Il suffira bientôt d’un effleurement sur l’écran pour révéler la recette de la robe de la voisine d’un Short, tandis que la Multinationale à la Pomme s’offrira une mise à jour visuelle à grand renfort d’icônes plates et de numéros millésimés : bienvenue dans le règne de la superficialité algorithmique, où l’important n’est plus ce qu’on fait, mais comment on le nomme. Au moment où Apple exhibe un App Store record (avec 406 milliards de dollars de transactions, merci pour les miettes) pour mieux rassurer les autorités et les développeurs, l’ancien rêve du web comme terre d’innovation ouverte tangue dangereusement vers le tout-fermé, le tout-formaté ; sauf, bien entendu, dans les tréfonds obscurs de l’infrastructure, où rôdent les Funnulls du cyberespace et la marchandisation planifiée des failles numériques (Funnull ayant perfectionné la fraude à l’échelle industrielle).

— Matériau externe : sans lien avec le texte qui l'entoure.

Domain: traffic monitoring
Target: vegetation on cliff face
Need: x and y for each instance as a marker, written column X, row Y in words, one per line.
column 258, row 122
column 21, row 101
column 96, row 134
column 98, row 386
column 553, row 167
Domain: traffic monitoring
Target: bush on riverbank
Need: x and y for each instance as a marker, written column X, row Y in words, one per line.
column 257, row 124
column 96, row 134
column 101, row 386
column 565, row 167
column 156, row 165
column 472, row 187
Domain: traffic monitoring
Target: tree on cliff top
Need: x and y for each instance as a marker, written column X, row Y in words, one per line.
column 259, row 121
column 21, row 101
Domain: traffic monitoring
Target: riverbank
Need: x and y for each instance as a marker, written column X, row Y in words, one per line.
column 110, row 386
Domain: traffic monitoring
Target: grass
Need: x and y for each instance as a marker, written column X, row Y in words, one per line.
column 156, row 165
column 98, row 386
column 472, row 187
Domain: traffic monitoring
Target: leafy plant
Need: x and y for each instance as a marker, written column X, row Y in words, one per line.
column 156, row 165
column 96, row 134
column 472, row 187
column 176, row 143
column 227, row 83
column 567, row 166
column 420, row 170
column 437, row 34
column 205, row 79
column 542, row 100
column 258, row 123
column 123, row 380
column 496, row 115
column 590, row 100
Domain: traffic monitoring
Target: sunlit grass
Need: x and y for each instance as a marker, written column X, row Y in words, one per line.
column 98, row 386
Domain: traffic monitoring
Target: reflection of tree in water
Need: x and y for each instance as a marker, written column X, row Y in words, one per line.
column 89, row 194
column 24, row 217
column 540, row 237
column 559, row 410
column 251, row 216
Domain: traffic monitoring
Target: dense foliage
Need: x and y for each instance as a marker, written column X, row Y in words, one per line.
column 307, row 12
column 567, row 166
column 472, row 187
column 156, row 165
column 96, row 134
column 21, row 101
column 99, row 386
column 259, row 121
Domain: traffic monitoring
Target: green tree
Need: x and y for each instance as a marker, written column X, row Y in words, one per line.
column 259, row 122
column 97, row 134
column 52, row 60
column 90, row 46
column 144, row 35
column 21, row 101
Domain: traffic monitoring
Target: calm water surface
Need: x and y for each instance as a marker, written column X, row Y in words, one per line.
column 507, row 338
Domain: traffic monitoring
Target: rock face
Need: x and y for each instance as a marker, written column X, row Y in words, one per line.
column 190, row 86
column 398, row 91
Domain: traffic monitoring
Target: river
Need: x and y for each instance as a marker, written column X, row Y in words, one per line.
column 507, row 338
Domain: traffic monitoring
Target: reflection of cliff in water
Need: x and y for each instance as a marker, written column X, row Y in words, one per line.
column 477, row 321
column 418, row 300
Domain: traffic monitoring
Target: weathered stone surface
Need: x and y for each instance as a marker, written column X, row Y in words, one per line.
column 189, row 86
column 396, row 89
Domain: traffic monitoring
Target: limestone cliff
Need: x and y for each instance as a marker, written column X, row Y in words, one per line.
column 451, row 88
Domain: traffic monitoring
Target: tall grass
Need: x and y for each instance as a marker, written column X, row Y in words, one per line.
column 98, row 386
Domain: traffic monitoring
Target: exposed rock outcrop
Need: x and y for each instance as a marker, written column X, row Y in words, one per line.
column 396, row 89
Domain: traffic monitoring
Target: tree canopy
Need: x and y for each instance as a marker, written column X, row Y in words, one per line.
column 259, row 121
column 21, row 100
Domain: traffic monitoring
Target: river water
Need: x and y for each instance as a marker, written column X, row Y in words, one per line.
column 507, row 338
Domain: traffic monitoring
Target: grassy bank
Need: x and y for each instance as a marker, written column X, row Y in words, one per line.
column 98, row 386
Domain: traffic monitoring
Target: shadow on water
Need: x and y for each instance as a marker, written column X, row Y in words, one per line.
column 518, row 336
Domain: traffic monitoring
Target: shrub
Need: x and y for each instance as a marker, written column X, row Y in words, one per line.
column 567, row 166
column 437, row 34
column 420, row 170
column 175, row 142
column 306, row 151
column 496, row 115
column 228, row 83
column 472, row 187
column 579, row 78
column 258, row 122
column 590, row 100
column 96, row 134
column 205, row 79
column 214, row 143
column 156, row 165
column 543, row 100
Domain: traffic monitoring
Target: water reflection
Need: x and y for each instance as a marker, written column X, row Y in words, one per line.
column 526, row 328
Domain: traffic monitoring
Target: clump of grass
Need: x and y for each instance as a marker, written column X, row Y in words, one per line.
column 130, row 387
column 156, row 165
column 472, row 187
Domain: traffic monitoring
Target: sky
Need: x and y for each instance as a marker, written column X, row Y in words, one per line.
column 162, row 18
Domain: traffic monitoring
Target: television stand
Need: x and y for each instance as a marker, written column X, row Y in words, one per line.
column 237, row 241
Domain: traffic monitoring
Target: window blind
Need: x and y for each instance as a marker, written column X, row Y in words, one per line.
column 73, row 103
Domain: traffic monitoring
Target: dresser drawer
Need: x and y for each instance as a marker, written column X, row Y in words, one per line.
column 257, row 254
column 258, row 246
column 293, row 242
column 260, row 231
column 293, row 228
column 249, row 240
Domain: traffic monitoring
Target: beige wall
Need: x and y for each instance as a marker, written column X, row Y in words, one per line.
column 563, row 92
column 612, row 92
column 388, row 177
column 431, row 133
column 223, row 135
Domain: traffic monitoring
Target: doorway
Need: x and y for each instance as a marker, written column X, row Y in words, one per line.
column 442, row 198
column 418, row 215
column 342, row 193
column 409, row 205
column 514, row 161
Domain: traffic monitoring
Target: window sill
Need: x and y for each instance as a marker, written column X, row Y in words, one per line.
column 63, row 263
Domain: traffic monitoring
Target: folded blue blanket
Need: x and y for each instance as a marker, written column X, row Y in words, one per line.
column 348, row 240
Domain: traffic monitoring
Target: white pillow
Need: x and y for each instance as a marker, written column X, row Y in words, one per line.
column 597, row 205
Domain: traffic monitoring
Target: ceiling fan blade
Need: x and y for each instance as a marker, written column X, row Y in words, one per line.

Cet écosystème, à la fois ultra-centralisé et miné de l’intérieur, fait face à un autre paradoxe : la puissance brute ne suffit déjà plus à dominer la partie. DeepSeek, le David de l’IA chinois, distille ses modèles légers mais vainqueurs, libérés sous licence MIT et capables de ridiculiser chez les géants américains (distillation des modèles poids plume, vous dites ?), bousculant le récit du match éternel entre muscles silicium et finesse mathématique. Pendant que les puces Nvidia et AMD s’adaptent aux frontières économiques, bridant sciemment leur puissance pour ne pas froisser les autorités de Pékin ou de Washington (la guerre contemporaine du GPU), Snabbit, en Inde, promet de nettoyer l’algorithme ET la vaisselle, tant que l’appli est au rendez-vous.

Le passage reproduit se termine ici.